Tu CV y tu LinkedIn deben contar la misma historia.
Si los dos dicen cosas distintas, el reclutador empieza a dudar antes de llamarte.
Cuando recibo una postulación, lo primero que hago es leer el CV. Lo segundo es abrir el LinkedIn.
Ambos deberían tener el mismo contenido. Pero constantemente me topo con casos en los que las discrepancias son evidentes, incluso alarmantes.
Esta tendencia viene en incremento desde que la IA se volvió parte del proceso de búsqueda de empleo.
Los candidatos nos esforzamos por aprobar los primeros filtros ajustando el CV a cada aplicación que enviamos. Y esto no está mal, aunque como todo, existen mejores prácticas al aplicar esta estrategia para evitar que el reclutador considere estas inconsistencias como algo sospechoso que nos descarte del proceso.
¿Qué tipo de diferencias generan más problemas?
Cargos con distintos nombres en el CV y LinkedIn
Si el CV dice “Sales Manager” pero el LinkedIn dice “Operations Specialist”, el reclutador se confunde, y no hay claridad sobre cuál realmente era el cargo que tenías.
Fechas que no cuadran
Este es el más común y en mi opinión, el más delicado. Si trabajaste en un lugar de marzo 2021 a agosto 2023, debe decir exactamente lo mismo en los dos lugares. Una diferencia de un mes parece un error. Una diferencia de seis parece algo que estás intentando ocultar.
Debería ser el más fácil de evitar, es una cuestión de atención al detalle.
Responsabilidades que no coinciden
Tu CV dice que estabas liderando equipos.
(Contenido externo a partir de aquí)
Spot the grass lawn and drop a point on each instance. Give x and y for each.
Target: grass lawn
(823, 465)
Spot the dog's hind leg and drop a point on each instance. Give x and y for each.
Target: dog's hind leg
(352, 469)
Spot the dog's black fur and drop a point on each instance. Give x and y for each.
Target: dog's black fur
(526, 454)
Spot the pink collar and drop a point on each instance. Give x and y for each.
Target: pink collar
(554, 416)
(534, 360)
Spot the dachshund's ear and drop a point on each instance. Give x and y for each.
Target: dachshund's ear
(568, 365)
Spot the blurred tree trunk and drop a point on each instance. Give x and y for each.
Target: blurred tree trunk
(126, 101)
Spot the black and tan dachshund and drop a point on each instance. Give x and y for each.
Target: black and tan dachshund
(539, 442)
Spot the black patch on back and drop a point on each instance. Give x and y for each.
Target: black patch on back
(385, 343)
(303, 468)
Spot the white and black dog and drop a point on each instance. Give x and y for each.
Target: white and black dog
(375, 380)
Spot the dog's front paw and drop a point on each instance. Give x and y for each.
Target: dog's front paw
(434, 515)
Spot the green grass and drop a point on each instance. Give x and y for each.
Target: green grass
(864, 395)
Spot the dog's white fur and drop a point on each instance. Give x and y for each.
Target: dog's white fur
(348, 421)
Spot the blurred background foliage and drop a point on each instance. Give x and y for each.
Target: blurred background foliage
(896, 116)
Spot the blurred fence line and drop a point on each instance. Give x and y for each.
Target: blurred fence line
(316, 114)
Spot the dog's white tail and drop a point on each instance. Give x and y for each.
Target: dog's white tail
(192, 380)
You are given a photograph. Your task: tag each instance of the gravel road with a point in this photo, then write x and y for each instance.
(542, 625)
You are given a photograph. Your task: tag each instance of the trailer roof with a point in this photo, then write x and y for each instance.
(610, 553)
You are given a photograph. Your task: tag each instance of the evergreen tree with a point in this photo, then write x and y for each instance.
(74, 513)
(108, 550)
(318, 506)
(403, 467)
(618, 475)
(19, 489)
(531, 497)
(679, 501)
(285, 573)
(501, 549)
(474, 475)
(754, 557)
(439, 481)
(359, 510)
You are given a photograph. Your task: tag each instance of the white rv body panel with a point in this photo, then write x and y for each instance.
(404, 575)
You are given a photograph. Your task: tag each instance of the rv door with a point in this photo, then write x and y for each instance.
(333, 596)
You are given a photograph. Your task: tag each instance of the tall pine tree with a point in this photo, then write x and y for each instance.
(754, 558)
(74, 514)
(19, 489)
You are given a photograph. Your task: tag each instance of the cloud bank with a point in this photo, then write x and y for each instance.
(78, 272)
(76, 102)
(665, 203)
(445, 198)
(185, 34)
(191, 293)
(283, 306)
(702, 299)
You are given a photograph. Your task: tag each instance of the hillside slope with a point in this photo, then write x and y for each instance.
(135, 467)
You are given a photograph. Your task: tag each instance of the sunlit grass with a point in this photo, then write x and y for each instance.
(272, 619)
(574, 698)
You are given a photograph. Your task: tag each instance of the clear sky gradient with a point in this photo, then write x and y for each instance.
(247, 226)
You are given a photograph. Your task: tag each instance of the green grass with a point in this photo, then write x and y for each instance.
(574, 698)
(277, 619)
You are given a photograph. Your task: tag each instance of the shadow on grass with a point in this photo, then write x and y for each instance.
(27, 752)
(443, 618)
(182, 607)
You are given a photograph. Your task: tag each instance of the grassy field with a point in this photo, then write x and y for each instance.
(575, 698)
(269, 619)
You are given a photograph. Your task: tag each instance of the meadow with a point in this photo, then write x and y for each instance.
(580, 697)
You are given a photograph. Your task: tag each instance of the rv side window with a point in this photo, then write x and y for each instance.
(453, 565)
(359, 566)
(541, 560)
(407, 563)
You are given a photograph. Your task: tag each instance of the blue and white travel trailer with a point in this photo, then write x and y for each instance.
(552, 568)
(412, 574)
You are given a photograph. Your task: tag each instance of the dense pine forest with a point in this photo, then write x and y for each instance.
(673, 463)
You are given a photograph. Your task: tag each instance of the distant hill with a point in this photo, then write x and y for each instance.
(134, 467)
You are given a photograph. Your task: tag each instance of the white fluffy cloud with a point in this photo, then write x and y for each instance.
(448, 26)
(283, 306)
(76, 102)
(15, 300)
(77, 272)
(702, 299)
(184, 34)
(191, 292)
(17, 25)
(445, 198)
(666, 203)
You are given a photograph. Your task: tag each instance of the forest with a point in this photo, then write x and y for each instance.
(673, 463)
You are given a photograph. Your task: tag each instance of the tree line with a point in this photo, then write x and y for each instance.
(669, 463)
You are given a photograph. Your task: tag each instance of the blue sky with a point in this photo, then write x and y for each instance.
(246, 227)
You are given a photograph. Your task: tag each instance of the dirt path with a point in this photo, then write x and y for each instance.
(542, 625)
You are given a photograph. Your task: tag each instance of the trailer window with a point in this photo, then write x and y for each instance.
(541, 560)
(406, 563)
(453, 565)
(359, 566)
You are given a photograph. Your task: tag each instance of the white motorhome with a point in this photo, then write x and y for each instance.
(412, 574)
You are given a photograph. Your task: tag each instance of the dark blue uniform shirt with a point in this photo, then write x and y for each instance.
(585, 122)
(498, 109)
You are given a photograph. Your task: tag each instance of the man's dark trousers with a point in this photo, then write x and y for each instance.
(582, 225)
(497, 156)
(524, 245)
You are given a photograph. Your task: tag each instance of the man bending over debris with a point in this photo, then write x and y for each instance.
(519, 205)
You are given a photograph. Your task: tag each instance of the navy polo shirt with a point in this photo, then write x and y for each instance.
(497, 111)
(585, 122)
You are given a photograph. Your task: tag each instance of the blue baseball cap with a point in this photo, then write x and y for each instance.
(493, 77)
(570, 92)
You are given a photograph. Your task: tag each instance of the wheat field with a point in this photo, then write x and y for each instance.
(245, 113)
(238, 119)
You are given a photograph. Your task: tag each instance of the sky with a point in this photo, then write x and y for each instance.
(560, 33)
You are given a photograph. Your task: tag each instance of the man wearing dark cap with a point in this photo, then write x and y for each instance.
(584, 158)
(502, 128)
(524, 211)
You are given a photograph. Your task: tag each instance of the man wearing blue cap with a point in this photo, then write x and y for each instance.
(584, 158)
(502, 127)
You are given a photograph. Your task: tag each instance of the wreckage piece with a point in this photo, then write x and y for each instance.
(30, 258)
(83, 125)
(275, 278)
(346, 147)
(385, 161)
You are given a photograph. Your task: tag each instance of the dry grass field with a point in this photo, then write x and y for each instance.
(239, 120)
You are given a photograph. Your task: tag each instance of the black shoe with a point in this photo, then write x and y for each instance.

Tu LinkedIn describe que trabajabas como colaborador independiente. ¿Cuál es la versión real? Si los dos no dicen lo mismo, el reclutador no puede confiar totalmente en tu historia.
Logros que aparecen en uno y no en el otro.
Si en tu CV mencionas que incrementaste las ventas de tu equipo un 60%, ese logro también debería reflejarse en tu LinkedIn. No necesariamente en el mismo lugar, puedes ponerlo en tu descripción en lugar del detalle de esa experiencia.
Este es el que menos daño te hace, pero que te puede ayudar muchísimo dependiendo de donde lo ubiques.
Cómo sincronizarlos sin que volverte loco
No tienes que reescribir todo. Te doy tips para hacerlo:
Abre tu CV y tu LinkedIn al mismo tiempo, uno al lado del otro. Compara cargo por cargo: títulos, fechas, descripción principal. Anota las diferencias.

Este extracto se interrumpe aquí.